As for gadgets, it might be nice to see more specialist Batsuits in action - ala the imposing XE variant from Origin's Cold, Cold Heart. Then there's the wonderfully titled Bat-goo gun, able to adhere enemies to certain surfaces in a similar fashion to Spider-Man's web shots. Just think of the anarchic applications of that one - firing grunts into dustbins, playing a Riddler-made dartboard, arranging unconscious foes into the shape of a bat - and all in the service of the city.
Regardless of which timeline - present, past or future - the team heading up the next potential Batman opts to follow, now would seem like an excellent time to begin introducing some additional DC alumni. Next year's Batman V Superman represents just the opening salvo in a cinematic onslaught set to feature many of the Justice League's major players. There's no doubt that Warner Bros. will want to increase name recognition before then, and perhaps even set up a number of successful spin-off games in the process. As I've previously argued the Arkham franchise provides an excellent foundation upon which to build up other superpowered titles - and what better way to announce them all than with a brief outing in Arkham?
Dual play proved to be an interesting addition to the Rocksteady trilogy, though the concept still has plenty of room to grow. Two-man teams are fun, but what about upping that number to three or maybe even four heroes, all battling it out against out a crowd numbering into the 50s or 60s? Robin, Nightwing and Catwoman certainly had their moments but just imagine the madcap action with the likes of Wonder Woman, Superman and the Green Lantern all buddying up with the Bat. Think Marvel Ultimate Alliance, only way, way better.
Rocksteady's Arkham trilogy established quite the precedent for trippy, reality-smashing set pieces. Asylum had its scrap with the Scarecrow, set within the confines of a crumbling underworld, while City sent us barrelling down the rabbit hole courtesy of the Mad Hatter. Then there were the demon trials, as ordered by Ra's Al Ghul, followed up by City's numerous dips into the riotous mind of the Bat. Suffice to say that the whole 'Batman on drugs' angle has been well and truly tapped. And yet, many of these moments remain indelibly etched in the minds of fans. It seems Arkham titles need a wild card, but where else can they possible turn?

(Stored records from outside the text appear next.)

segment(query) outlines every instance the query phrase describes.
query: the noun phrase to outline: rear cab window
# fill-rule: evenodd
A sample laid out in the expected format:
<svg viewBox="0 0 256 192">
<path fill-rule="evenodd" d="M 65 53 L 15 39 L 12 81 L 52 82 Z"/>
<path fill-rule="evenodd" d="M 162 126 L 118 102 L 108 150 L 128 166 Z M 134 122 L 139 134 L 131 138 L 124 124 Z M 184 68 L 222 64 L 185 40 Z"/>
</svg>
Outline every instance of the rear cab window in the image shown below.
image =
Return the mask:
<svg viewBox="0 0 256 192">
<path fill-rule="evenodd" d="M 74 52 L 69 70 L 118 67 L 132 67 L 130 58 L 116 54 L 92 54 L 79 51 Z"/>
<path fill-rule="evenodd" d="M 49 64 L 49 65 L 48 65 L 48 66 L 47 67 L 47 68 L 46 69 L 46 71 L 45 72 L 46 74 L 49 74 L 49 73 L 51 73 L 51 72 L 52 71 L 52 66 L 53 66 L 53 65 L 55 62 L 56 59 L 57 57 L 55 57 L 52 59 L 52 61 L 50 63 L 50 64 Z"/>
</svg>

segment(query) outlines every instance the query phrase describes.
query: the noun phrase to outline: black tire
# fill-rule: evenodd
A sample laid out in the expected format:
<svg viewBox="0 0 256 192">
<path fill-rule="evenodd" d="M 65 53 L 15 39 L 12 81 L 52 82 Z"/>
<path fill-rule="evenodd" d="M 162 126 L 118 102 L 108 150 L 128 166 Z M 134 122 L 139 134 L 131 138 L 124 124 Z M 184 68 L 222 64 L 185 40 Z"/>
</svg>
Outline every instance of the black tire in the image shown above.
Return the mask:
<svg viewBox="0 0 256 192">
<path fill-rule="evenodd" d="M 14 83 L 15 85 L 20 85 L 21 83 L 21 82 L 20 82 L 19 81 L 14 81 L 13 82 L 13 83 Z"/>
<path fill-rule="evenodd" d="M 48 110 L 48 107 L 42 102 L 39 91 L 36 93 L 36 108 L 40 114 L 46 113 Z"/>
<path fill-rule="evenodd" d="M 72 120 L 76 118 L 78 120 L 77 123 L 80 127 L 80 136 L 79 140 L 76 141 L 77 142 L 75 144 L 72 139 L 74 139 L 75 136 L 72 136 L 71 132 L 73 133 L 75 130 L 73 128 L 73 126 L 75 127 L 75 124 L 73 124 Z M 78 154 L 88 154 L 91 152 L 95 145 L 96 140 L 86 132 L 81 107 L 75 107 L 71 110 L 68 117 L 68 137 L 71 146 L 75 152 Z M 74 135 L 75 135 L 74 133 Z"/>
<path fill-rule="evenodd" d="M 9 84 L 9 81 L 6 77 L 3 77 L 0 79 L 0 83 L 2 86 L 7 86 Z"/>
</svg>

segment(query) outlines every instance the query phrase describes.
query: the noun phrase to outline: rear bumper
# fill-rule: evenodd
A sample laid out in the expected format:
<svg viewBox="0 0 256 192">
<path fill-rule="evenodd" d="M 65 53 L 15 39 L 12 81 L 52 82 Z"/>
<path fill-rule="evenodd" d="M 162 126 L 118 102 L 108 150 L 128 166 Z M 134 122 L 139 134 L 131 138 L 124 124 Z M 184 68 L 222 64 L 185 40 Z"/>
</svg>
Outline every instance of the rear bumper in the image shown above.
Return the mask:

If it's bizarre new worlds you're after then look no further than the DC multiverse, an infinite array of parallel existences very much like our own - only different Like the one in which Batman prowls the streets of 19th century Gotham (Gotham by Gaslight), fights off vampires (Red Rain) or battles the Soviet secret police (Superman: Red Son). Simply insert one 'reality tearing' enemy in the mix and allow Batman to experience life outside of the Arkham-verse. Weve had the alternate costumes, now let us play within the alternate worlds.